Bayesian updating and Item Response Theory (MCQ 3PL, graded/continuous QA) for candidate skill assessment
This project has been archived.
The maintainers of this project have marked this project as archived. No new releases are expected.
Project description
hb-irt
Bayesian ability estimation and Item Response Theory (IRT) for candidate skill assessment. Implements the MCQ 3PL model, graded/continuous QA response models, sequential Bayesian updating across test modules, and MSAT (Multi-Stage Adaptive Testing) module selection and stopping rules.
This README is written for both human developers and AI coding agents working in this repository. If you are an agent picking up a task here, read Guidance for AI agents before making changes.
Source of truth for the underlying math: Candidate Skill Assessment Model Specification v2.pdf. Every non-obvious formula in this codebase cites a
section/equation number from that spec in its docstring.
Scope
See CLAUDE.md for the authoritative scope statement. Summary:
In scope: Bayesian updating (EAP/MAP, sequential updating across modules), IRT for MCQs (3PL), IRT for QA scored 0-10 (GRM) or 0-100 (CRM), and everything those require to function (Fisher information, Bloom-level difficulty mapping, item calibration, sub-skill score rescaling, MSAT module selection/stopping).

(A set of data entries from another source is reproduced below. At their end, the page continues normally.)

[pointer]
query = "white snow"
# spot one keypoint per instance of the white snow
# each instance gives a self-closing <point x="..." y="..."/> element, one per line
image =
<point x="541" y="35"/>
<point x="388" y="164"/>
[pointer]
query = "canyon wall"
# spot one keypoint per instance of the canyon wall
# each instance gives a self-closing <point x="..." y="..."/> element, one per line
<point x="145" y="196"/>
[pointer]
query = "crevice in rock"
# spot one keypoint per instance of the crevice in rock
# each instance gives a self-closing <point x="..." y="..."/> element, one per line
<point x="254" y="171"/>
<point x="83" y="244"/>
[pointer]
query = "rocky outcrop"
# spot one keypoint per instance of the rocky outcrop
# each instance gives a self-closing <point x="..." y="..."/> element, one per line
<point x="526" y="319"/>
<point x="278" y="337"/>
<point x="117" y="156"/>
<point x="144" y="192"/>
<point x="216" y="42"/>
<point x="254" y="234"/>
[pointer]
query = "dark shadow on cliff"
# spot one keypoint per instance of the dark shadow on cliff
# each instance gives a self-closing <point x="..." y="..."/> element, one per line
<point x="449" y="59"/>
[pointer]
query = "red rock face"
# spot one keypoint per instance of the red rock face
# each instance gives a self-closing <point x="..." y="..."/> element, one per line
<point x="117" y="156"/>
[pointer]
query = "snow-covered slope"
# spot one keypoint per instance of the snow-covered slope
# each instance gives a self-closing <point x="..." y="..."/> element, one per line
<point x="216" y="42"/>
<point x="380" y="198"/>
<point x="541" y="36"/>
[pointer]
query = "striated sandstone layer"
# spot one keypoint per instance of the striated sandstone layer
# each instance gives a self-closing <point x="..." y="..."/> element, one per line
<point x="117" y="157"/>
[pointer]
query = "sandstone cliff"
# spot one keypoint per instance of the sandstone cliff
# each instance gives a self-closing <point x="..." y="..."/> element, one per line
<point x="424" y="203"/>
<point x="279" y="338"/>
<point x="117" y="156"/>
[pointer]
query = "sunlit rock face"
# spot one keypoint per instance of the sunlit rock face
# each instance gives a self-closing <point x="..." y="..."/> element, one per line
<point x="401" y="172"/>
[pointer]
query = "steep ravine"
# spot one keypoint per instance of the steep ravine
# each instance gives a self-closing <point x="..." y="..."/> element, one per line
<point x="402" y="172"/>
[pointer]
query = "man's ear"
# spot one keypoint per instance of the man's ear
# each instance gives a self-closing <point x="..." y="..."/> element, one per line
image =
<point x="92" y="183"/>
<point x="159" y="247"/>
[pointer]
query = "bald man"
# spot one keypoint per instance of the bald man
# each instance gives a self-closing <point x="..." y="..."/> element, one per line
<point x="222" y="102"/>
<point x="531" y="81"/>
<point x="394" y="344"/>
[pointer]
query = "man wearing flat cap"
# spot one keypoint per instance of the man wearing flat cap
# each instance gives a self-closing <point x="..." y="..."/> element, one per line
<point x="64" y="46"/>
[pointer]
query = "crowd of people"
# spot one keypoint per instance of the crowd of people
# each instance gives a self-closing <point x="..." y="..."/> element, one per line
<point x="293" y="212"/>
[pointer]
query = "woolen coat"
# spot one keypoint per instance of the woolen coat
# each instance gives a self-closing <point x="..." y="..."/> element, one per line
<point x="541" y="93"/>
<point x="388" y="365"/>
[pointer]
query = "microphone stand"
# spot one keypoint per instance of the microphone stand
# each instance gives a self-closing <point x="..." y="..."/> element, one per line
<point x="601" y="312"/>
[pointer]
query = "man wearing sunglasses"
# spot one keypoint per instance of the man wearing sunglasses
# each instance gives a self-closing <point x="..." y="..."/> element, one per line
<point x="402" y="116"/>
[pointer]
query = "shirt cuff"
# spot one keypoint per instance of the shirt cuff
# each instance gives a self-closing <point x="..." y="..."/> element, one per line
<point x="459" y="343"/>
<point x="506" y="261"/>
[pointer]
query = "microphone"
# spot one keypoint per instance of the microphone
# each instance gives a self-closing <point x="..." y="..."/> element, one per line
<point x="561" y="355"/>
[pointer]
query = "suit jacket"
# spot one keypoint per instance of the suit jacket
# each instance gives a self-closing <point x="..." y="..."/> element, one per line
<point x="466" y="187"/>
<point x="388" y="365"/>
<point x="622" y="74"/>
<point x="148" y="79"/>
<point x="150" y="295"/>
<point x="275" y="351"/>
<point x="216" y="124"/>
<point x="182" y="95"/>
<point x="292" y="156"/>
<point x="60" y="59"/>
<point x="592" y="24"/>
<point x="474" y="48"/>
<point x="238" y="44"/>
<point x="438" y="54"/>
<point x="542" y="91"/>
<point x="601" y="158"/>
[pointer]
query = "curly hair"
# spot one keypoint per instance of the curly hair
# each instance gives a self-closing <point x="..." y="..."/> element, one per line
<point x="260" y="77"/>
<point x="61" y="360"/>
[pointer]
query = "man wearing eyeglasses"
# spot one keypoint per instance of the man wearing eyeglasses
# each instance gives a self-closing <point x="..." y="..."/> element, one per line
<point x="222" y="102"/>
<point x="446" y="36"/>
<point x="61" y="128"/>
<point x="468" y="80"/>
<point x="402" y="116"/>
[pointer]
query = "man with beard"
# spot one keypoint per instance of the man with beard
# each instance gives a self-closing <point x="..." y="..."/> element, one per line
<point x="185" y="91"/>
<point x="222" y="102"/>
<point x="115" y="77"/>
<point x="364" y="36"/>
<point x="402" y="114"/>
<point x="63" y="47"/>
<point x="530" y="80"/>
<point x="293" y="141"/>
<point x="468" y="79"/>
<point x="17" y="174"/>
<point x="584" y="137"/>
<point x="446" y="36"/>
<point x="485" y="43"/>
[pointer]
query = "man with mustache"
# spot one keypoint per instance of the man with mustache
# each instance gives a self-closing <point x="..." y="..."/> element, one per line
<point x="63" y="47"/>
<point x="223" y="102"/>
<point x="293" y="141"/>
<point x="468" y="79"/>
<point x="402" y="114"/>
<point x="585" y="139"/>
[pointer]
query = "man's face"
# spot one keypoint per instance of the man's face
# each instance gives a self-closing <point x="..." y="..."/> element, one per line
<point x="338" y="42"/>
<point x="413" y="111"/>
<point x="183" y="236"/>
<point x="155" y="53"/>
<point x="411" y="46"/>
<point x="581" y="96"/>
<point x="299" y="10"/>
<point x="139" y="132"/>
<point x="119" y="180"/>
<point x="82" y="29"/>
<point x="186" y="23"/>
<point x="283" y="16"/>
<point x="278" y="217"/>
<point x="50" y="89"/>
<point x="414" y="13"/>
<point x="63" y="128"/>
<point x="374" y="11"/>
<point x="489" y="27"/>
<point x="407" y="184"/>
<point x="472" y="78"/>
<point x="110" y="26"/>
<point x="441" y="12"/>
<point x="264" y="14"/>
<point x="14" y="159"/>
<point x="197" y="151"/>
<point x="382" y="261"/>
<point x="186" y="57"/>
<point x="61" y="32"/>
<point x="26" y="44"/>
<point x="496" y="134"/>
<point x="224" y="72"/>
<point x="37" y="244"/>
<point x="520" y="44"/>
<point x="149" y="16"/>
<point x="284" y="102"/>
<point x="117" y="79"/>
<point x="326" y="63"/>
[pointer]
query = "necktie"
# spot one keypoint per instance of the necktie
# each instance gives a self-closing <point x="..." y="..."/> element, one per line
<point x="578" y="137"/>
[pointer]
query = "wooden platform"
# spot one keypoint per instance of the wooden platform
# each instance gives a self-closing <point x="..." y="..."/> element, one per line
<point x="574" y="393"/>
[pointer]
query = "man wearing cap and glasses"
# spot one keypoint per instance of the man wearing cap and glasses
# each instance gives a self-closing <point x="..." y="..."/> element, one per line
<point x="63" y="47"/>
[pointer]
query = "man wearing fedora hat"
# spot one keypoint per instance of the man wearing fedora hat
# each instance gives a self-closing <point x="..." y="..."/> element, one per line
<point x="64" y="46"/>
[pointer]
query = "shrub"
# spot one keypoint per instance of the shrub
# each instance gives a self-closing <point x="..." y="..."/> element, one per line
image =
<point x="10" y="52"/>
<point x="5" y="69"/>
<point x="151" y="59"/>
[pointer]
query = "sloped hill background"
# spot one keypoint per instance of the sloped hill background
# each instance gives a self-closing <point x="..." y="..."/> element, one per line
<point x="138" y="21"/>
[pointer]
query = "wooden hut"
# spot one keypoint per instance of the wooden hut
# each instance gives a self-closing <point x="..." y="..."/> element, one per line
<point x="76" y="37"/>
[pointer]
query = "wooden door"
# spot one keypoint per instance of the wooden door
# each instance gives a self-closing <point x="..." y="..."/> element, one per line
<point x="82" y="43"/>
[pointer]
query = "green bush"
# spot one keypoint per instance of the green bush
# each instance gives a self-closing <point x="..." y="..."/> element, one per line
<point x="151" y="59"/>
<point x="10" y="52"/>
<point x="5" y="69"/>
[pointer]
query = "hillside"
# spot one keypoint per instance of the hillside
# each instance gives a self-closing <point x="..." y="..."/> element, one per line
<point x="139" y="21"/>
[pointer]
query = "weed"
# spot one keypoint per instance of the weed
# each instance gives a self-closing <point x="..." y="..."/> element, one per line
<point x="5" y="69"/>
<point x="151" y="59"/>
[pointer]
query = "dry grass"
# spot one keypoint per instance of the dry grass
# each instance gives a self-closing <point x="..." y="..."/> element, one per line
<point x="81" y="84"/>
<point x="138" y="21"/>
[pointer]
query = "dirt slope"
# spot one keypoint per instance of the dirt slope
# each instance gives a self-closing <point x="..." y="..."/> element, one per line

Out of scope: DAG-based hierarchical skill aggregation (spec §6) and anything downstream of it. This package's output boundary is the sub-skill score — it never computes a skill-level (DAG-aggregated) score.
Requirements
- Python >= 3.12
- uv as the package manager — do not use bare
pip/venvin this repo.
Install
uv sync
This creates .venv/ and installs numpy/scipy plus the pytest/pytest-cov/coverage dev group.
Test
uv run pytest
- Coverage is enforced at 90%+ via
--cov-fail-under=90inpyproject.toml(current actual coverage is 100%). Aterm-missingreport prints uncovered lines directly in the terminal;coverage.xmlis also written. - Run a single file:
uv run pytest tests/models/test_threepl.py - Run with verbose test names:
uv run pytest -v
Add a dependency
uv add <package> # runtime dependency
uv add --dev <package> # dev-only dependency (linters, test tools, etc.)
Architecture
src/hb_irt/
types.py Item, Response, Posterior, TestModule, SubskillScore
quadrature.py Gauss-Hermite quadrature (EAP integration primitive)
models/
base.py ItemModel interface: loglik(value, theta), info(theta)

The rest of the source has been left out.